LONDON—Doing the right thing for the environment is easier said than done. You can use a reusable bag instead of a plastic one, but does the energy required to create that reusable bag cancel out the benefit of saving the plastic bag from the landfill?
The quest to be environmentally friendly is full of contradictions just like this. In the end, consumption of any kind is inevitably harming the planet. Oftentimes, that means consumers—and companies—are faced with a seemingly impossible question: How do they strike a balance between being as environmentally friendly as they can be while still living a normal life, or conducting a profitable business?
Retailers were facing that exact question at last week’s FT The Future of Retail summit in London, hosted by the Financial Times. Representatives from brands like supermarket chain Tesco, Ikea and grocery giant Ahold Delhaize took the stage to talk about how they’re balancing sustainability with encouraging people to shop—in and of itself a not very sustainable task.
For retailers and brands, it makes good business sense (as well as environmental) to shift these priorities, as shoppers are increasingly demanding sustainability, particularly in the United Kingdom. A new survey of 1,500 U.K. buyers from product information management company inRiver found that 90% of consumers are willing to purchase an item that’s been designated as environmentally friendly with a term like recycled or upcycled, with nearly half (47%) willing to pay more for these items. Additionally, 66% would stop buying a brand or shopping at a retailer if they were found to employ practices that were detrimental to the environment.
Steve Gershik, CMO of inRiver, told Adweek it’s not a massive surprise that British consumers feel strongly about sustainability. “U.K. consumers have always been leaders, and U.K. shoppers have always had affinities for particular brands,” Gershik said. “And they’re starting to indicate their preferences: Woe unto a brand that doesn’t listen to these emerging trends.”
What shifting to sustainability will look like
Brands not only need to listen, but they need to change—in a major way. At the Future of Retail summit, famed British retail consultant Mary Portas said change is not only inevitable, but will shift the entire retail business model as we know it.
“All [retailers] are still working with the same business model, which was, ‘How much stuff can we sell? How quickly can we sell it? How big, how fast? That was the whole basis of the last 20 years,” Portas said. “You have to change that and you have to change your priorities and your vision for the business, and it needs to come from the top.”
Brands are listening and making changes, Portas said, but she also feels that for now, the real efforts are disguising a bit of showmanship: Brands are acting like they’re doing more than they actually might be.
“I think there’s a bit of greenwashing going on,” she said. “I don’t think there’s yet a total, utter shift in where they are placing their business priorities, because why would you [move] too fast unless you have to?”
This “greenwashing” is happening on the consumer side as well.

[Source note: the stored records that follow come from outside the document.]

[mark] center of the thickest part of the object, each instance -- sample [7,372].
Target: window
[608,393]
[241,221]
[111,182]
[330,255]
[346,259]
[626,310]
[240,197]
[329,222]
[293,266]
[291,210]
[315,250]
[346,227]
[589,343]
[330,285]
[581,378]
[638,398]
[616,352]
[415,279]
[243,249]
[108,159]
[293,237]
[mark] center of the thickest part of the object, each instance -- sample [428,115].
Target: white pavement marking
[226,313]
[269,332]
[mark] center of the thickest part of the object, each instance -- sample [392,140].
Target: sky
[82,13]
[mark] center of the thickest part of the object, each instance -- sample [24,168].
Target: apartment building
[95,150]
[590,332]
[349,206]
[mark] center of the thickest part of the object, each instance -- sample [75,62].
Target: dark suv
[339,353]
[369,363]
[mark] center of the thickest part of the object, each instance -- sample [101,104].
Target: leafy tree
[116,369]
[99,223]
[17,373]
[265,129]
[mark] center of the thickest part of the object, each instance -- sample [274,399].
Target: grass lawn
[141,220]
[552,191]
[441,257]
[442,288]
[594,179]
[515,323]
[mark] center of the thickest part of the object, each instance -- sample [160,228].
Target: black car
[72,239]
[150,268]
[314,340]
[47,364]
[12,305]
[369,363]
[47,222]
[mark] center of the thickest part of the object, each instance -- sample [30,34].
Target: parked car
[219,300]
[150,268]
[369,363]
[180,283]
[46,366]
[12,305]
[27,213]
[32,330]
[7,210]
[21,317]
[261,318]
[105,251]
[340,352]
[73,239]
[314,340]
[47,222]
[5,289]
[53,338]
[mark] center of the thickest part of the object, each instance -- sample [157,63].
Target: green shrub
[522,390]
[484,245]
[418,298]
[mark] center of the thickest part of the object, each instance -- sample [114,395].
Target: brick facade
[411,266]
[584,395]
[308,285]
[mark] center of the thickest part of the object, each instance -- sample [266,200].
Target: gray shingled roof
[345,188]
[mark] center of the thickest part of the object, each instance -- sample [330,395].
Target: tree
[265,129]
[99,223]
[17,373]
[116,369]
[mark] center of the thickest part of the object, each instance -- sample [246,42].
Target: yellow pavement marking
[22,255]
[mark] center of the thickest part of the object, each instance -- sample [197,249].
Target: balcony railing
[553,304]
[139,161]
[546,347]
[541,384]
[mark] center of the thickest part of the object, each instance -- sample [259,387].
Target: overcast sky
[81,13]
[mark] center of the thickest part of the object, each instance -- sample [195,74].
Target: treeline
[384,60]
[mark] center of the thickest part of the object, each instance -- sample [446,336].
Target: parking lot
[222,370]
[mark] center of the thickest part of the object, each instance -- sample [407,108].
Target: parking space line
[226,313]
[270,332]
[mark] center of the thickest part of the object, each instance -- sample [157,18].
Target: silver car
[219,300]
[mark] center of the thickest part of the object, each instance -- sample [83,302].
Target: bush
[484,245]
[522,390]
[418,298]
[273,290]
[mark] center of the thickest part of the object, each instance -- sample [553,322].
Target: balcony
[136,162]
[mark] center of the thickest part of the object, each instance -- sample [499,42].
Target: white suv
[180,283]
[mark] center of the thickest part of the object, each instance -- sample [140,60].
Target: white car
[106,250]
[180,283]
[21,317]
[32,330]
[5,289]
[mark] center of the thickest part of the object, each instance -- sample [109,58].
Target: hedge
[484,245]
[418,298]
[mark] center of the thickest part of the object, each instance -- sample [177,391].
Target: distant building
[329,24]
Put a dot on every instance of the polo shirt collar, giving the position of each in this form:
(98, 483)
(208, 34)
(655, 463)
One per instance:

While 90% of U.K. shoppers are open to purchasing recycled items, only 20% are fully committed to buying sustainable goods. The issue? Making these sort of changes, whether as a consumer or as a retailer, means sacrifice. For consumers, it might mean the goods they want to buy are more expensive than in the past. For retailers and brands, it might mean margins are not as big, or product releases aren’t as frequent.
Portas said the responsibility for bringing consumers into this new era sits largely on the shoulders of brands and retailers. If they change their own systems to produce fewer, higher quality goods at a more expensive price point, consumers will understand it as the new normal.
“We’ve got too much stuff, and it’s too cheap,” Portas said. “People need to be educated that that’s going to change. You are going to be buying less, but you are going to be buying better.”
Gershik said inRiver’s survey results show that U.K. shoppers are open to those sorts of changes, even if the ultimate transition is gradual.
“We’re in the early stages of this shift in buyer preferences,” Gershik said. “There are these artisanal sellers, now, [and] we’re creating this new generation of artisanal buyers where things like sourcing, packaging, carbon effects [and] labor force effects are affecting their affinity for a brand.”
Making these changes, however, is paramount in Portas’ eyes, even if consumers have to pay a bit more than they might be used to.
As she bluntly put it: “We’re not going to have a sodding planet.”